Science & Tech

Making labs greener

4 min read

Local managers hear success stories from California

Facilities managers from across Greater Boston gathered at Harvard on Thursday to discuss ways to tackle a major source of energy inefficiency and greenhouse-gas emissions: scientific laboratories.

Labs are often open late at night and on weekends and holidays, but their round-the-clock nature is only part of the problem. The main culprits are ventilation systems that completely exchange a room’s air every few minutes, typically through powerful rooftop exhaust systems. (The massive air exchange ensures safety from noxious chemicals or infectious agents.)

The result, experts said, is that lab buildings have an enormous environmental footprint, consuming six or more times the energy of ordinary office buildings.

At Harvard, labs consume 53 percent of the campus’ energy, even though they take up just 23 percent of its square footage, said Executive Vice President Katie Lapp, who introduced the symposium via video. That figure is even higher elsewhere, with labs often consuming two-thirds of campus power.

The daylong event, with programs at Loeb House and the Harvard Faculty Club, drew more than 100 lab and facilities managers from Boston-area colleges, universities, hospitals, and biotechnology institutions. Utilities were also represented. Speakers included Wendell Brase, vice chancellor of the University of California, Irvine, and chair of the University of California’s Climate Solutions Steering Group.

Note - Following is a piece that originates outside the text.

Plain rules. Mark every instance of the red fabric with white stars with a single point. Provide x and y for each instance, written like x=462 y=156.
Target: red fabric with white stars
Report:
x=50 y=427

Brase outlined work on energy efficiency that was spurred by the same law that established California’s cap-and-trade regulatory program, which took effect in 2012. As part of the state’s response to climate change, UC Irvine and the other University of California branches committed to making their campuses carbon-neutral by 2025, which meant energy issues at labs had to be tackled head-on.

Brase has played a lead role. After immersing himself in the construction process for new lab buildings, he questioned some of the assumptions made by architects and engineers in drawing up plans, including, he said, opinions expressed in meetings such as “energy is almost free” and “a certain amount of reheat is inevitable.”

“I got more and more concerned the more I heard about this,” Brase said.

The university initially worked to beat state energy-efficiency standards by 30 percent. Once that was achieved, it aimed higher, seeking to beat the standards by 50 percent in the construction of a stem cell research laboratory. When the building opened in 2010, it was LEED platinum certified and beat the standard by 50.4 percent.

The hitch, Brase said, is that the energy-efficiency upgrades drive up the cost of initial investments. (Costs are returned over time.) Despite that hurdle, UC Irvine has embarked on a $50 million program to retrofit 15 buildings on campus, he said.

What has helped, he said, is an attitude by university officials that the extra cost is a low-risk investment because energy-efficiency improvements have been coming in on budget and savings have been realized.

“We started out skeptical, but as we got more experience, we decided to continue moving forward,” Brase said.

Allen Aloise, director of laboratories and co-director of graduate studies in Harvard’s Department of Chemistry and Chemical Biology, talked about the importance of behavior in saving energy in Harvard’s labs.

Simple acts like closing sashes on enclosed lab benches when they’re not in use saves an enormous amount of money, since the venting system revs up when a sash is up. Officials also have emphasized the purchase of energy-efficient equipment, helped along by a grant program offered by the University’s Office for Sustainability. Aloise spoke about the importance of educational messages and using a variety of strategies, including a competition for energy-efficient labs, to drive them home. The efforts are yielding results. Changes in behavior have led to savings of $240,000 per year, Aloise said.

The event was sponsored by the Boston Green Ribbon Commission, a group of business, institutional, and civic leaders working to developing responses to climate change, and hosted by Heather Henriksen, director of the Office for Sustainability.